When I’m working with the LGBTQ community and social justice advocates, doing speaking engagements with high school and college students, I am standing in my element and I never doubt myself. My purpose is to come to life. Kids in high school and students on college campuses, they have no idea how much they teach me about beating the odds. When I was in high school, I never thought I’d be someone like QueenEarth. At these events, I’ve seen some amazing students come out and share themselves with me and the classroom, their classmates filling seats in the auditorium. I watch those brave souls walk away, knowing they are leaving the auditorium with a little more hope. Whenever I doubt myself, I think about all the people who are watching. They need me to never give up.
Facts and statistics would have me believe in my inevitable failure. They would persuade someone else into thinking they will not succeed or coax someone into choosing the easiest path instead of the one they truly desire. My continued success gives me further faith in myself and my decisions, my interests, my morning curiosity over a cast iron skillet or a blank page in my sketchpad. Sometimes, I dare to think that I can do everything I dream. Without dismal facts and statistics, I’m not sure I would have the motivation to create this job. This is about more than just sharing my music. Perhaps my music is opening a door and leading someone down, or away from, an intended path. Maybe these songs have the power to stop folks who are on their way to self hate. Silence is suffocating. Without air, we die. Whether to ourselves, our teachers, our friends, or our community, we must make time for discernment, find the avenue to channel ourselves and make time to love ourselves and evolve into people that we can love and appreciate. Honesty with oneself is a great place to begin this journey.
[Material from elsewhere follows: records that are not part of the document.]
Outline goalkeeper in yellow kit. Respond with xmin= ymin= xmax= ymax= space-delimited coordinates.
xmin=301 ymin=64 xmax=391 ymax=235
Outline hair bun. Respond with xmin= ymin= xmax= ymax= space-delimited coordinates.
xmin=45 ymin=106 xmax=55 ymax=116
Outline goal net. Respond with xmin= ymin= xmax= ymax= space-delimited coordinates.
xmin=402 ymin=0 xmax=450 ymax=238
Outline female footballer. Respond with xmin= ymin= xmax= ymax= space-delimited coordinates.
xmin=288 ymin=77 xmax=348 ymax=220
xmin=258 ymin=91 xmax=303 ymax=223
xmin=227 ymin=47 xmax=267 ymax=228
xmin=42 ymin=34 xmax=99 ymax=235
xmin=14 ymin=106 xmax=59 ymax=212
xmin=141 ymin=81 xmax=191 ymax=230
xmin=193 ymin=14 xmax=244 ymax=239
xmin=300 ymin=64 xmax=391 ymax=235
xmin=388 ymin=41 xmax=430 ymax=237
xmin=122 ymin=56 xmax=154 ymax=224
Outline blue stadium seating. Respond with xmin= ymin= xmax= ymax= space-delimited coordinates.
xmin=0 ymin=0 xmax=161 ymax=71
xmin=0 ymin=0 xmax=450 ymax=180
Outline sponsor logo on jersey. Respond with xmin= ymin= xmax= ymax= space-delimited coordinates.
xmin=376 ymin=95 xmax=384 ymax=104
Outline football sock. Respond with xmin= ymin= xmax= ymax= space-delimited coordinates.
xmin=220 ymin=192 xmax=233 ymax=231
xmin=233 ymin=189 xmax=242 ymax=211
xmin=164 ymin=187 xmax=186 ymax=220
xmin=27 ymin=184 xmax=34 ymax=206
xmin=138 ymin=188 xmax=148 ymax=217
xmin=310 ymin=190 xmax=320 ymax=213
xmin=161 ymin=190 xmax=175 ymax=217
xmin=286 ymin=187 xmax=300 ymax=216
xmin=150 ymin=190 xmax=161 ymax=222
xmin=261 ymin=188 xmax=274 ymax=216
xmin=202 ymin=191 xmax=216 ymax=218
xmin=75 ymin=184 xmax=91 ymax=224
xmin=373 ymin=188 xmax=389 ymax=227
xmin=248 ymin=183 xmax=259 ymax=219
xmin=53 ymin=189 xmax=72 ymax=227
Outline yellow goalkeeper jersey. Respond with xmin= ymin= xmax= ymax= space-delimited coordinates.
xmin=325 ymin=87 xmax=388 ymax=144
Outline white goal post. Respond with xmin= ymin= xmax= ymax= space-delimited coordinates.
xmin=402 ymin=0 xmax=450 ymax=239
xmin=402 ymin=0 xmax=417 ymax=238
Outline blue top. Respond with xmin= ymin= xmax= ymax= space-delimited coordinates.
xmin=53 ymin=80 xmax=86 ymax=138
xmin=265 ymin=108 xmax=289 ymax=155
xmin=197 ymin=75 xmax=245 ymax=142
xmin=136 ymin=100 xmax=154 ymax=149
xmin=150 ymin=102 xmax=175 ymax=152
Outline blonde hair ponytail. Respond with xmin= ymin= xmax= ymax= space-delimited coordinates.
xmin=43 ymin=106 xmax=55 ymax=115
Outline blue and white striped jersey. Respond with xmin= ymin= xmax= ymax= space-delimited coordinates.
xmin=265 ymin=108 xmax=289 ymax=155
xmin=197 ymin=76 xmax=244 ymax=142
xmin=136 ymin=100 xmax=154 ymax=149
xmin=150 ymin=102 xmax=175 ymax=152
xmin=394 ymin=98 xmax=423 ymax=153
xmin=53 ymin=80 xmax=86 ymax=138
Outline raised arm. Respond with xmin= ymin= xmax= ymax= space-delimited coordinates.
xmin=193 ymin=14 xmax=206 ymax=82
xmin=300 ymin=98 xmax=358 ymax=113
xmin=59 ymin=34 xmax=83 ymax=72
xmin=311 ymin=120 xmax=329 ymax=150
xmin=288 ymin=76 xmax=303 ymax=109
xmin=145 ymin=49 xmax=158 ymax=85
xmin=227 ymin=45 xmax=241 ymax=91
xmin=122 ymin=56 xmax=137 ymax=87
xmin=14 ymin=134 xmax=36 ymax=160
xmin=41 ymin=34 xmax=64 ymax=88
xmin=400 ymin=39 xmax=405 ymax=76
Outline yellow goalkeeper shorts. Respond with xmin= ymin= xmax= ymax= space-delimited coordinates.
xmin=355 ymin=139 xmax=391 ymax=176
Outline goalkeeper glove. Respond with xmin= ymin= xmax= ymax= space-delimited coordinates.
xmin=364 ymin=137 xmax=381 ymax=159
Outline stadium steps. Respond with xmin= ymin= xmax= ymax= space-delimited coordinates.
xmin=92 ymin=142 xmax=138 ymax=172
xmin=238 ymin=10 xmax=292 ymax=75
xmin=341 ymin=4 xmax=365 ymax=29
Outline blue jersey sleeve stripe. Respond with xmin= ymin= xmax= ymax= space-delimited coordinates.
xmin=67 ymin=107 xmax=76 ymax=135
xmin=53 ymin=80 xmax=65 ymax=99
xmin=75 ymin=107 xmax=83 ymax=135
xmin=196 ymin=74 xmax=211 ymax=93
Those of us who live to tell our stories, those of us who use the darkness to sprout light and life into our despair, I hope we can blaze a trail with our stories and give others inspiration to speak up and speak out so that oppression is not filling graves with misunderstood intellectuals who died trying to fight for their freedom to love, and be loved. I don’t want to fight anymore. I want to invite others to come up and tell their stories. I want to create more safe spaces. I hope QueerCore spreads our messages through the cities, the campuses, the radio waves. With that type of action, how could we ever be invisible? The legacy of art is immortality. I am not a superhuman, but perhaps, when my children’s book is finished, I’ll be upgraded to superhero status. Maybe something like a comic book heroine. Like my heroes, I’m learning that my path is going to be different from the roads traveled by my peers. It might also be more challenging. Or maybe it will challenge me in different ways. Maybe I’ll be more resilient. All at once, I am ordinary and unique.
The universe vibrates and speaks a message to the creators and we follow suite, transforming our world. Society demands a change and the art follows. I believe I am discovering a way to bring life to our stories and build connections between us. I am starting to recognize the need for our collective voice, the collective benefits of self discovery. I work for the day when no one will run away from their unique queer core. I want society to make room for every one of us. We will endure. No one will die in silence. We will live out loud! I write because I want to be proud of myself. I have so many big dreams. This social justice work is one of my chances to make them a reality.